Ato de Lula em Belo Horizonte tem manifestação de petistas insatisfeitos

O presidente Luiz Inácio Lula da Silva participou, neste sábado, 29, de um evento voltado ao eleitorado feminino em Belo Horizonte (MG), mas a agenda política acabou ganhando um elemento inesperado. Enquanto o encontro buscava destacar propostas destinadas às mulheres e reforçar a presença feminina no cenário político, integrantes da base do PT em Minas Gerais aproveitaram a ocasião para manifestar insatisfação com a distribuição de recursos para campanhas eleitorais. Uma faixa exibida durante o ato chamou a atenção ao afirmar que “as mulheres da base do PT-MG não aceitam ser tratadas como laranja”, evidenciando uma disputa interna que acabou dividindo espaço com o discurso oficial do evento.
A manifestação foi acompanhada pela distribuição de um documento assinado por 13 deputados federais e estaduais ligados ao Partido dos Trabalhadores. No manifesto, os parlamentares questionam os critérios adotados pela legenda para direcionar recursos às candidaturas femininas e classificam os valores destinados a algumas campanhas como insuficientes. Segundo o grupo, “destinar recursos ínfimos e irrisórios configura a mais grave instrumentalização da mulher na política”. A declaração reforça uma discussão recorrente dentro das siglas partidárias sobre a participação feminina nas eleições e sobre a necessidade de garantir condições adequadas para que as candidatas possam disputar espaço político em condições mais equilibradas.
Apesar da manifestação realizada no local, o assunto não ganhou destaque durante a fala de Lula. O presidente concentrou seu discurso em propostas relacionadas ao mercado de trabalho e à rotina das famílias, aproveitando o encontro para defender novamente o fim da escala de trabalho 6×1. Lula afirmou que a medida deverá avançar nesta semana e associou a mudança à possibilidade de trabalhadores terem mais tempo para suas famílias e para atividades pessoais. “Mais tempo pra namorar também”, disse o presidente, ao defender uma rotina profissional que permita maior equilíbrio entre trabalho, vida familiar e momentos de lazer.

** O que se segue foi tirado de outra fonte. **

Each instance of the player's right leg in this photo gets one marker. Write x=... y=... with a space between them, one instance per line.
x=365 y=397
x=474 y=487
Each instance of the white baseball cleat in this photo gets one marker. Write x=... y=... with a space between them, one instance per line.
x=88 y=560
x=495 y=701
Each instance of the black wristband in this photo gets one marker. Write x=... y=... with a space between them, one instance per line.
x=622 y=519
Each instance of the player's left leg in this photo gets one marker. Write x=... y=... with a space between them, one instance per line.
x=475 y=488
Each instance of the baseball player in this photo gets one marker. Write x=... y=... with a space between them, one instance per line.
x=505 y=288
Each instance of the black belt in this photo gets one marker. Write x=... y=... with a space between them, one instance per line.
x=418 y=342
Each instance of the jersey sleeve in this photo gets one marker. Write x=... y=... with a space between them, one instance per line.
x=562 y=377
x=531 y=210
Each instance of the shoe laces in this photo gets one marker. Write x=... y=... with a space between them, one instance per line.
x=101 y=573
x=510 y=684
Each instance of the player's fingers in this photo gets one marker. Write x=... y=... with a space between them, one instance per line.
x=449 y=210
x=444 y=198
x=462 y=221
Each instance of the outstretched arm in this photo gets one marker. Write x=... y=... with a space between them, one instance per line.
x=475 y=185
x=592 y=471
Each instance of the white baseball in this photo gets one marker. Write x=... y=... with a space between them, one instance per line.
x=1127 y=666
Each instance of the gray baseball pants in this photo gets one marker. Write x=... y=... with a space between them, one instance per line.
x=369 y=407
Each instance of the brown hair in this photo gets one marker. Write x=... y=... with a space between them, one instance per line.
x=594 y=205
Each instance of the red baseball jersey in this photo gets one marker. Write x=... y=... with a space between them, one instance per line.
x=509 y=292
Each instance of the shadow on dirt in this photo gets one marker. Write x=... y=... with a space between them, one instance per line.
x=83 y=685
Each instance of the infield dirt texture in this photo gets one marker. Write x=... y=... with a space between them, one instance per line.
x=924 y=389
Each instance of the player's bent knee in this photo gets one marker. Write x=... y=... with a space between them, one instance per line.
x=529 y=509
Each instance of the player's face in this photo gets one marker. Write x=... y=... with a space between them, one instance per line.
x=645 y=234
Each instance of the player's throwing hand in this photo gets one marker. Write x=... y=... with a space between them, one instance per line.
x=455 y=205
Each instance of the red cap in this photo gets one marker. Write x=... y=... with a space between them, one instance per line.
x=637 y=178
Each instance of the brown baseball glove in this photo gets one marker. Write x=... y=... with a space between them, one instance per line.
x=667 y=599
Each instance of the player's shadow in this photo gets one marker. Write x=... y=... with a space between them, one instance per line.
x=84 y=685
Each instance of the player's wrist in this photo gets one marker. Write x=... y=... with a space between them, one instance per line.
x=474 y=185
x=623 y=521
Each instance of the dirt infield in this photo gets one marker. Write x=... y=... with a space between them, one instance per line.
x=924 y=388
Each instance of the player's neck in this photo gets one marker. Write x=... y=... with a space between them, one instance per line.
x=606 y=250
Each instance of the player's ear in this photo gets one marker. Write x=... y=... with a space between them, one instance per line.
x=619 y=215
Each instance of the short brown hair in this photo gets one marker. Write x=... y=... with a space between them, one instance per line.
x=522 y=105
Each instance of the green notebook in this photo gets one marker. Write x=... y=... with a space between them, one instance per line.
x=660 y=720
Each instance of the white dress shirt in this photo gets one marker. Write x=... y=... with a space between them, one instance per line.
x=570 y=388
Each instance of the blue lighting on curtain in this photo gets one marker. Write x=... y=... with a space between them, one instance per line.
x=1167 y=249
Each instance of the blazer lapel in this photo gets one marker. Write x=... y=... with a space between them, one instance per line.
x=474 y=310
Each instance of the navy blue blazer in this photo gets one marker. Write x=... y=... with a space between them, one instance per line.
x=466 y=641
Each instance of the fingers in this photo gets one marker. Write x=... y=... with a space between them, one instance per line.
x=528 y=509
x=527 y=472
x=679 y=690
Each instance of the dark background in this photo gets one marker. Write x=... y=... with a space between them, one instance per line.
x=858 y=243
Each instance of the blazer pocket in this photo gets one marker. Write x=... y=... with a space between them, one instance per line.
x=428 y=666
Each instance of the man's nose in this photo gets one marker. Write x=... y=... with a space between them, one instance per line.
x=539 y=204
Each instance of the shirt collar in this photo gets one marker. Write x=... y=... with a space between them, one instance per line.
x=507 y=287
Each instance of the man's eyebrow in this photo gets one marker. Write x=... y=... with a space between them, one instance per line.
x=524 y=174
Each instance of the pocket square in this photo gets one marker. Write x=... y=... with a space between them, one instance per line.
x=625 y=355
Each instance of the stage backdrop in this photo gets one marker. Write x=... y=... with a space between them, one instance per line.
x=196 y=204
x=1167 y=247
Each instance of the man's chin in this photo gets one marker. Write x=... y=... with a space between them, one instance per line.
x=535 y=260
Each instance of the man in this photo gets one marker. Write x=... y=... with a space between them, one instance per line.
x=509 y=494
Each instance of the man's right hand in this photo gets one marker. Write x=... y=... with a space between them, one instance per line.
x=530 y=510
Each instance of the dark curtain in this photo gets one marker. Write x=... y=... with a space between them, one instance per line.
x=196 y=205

Ao lado de Lula no palanque estiveram a candidata ao Senado Marília Campos, outras lideranças políticas e a primeira-dama Janja. Durante o discurso, o presidente dedicou parte de sua fala a elogios à esposa, atribuindo a ela um papel importante em sua disposição para voltar a disputar a Presidência da República. Lula também fez referência à própria mãe, Dona Lindu, lembrada por ele como uma figura fundamental em sua trajetória. As homenagens ajudaram a aproximar o discurso político de temas relacionados à família, à trajetória pessoal e à participação das mulheres na vida pública.
O evento também reuniu nomes de diferentes setores da política nacional e representantes do governo federal. Entre as presentes estavam candidatas ao Senado, como Manuela d’Ávila, do PSOL-RS, e Soraya Thronicke, do PSB-MS. Também participaram ministras e secretárias, entre elas Márcia Lopes, do Ministério das Mulheres; Miriam Belchior, da Casa Civil; e Margareth Menezes, responsável pelo Ministério da Cultura. A presença de tantas lideranças femininas reforçou o caráter político da agenda e ampliou o espaço para discussões sobre representação, participação das mulheres e atuação partidária nas próximas eleições.
O contraste entre a proposta oficial do encontro e a manifestação de integrantes do próprio PT acabou colocando uma questão interna no centro das atenções. De um lado, Lula utilizou o evento para apresentar compromissos ligados à qualidade de vida dos trabalhadores, à família e à ampliação da participação feminina na política. De outro, o protesto de militantes e o manifesto assinado por parlamentares revelaram que a definição de recursos para campanhas continua sendo um tema relevante dentro da legenda. O episódio mostra como agendas políticas podem reunir, em um mesmo espaço, discursos institucionais, reivindicações internas e diferentes expectativas sobre o papel das mulheres nas eleições.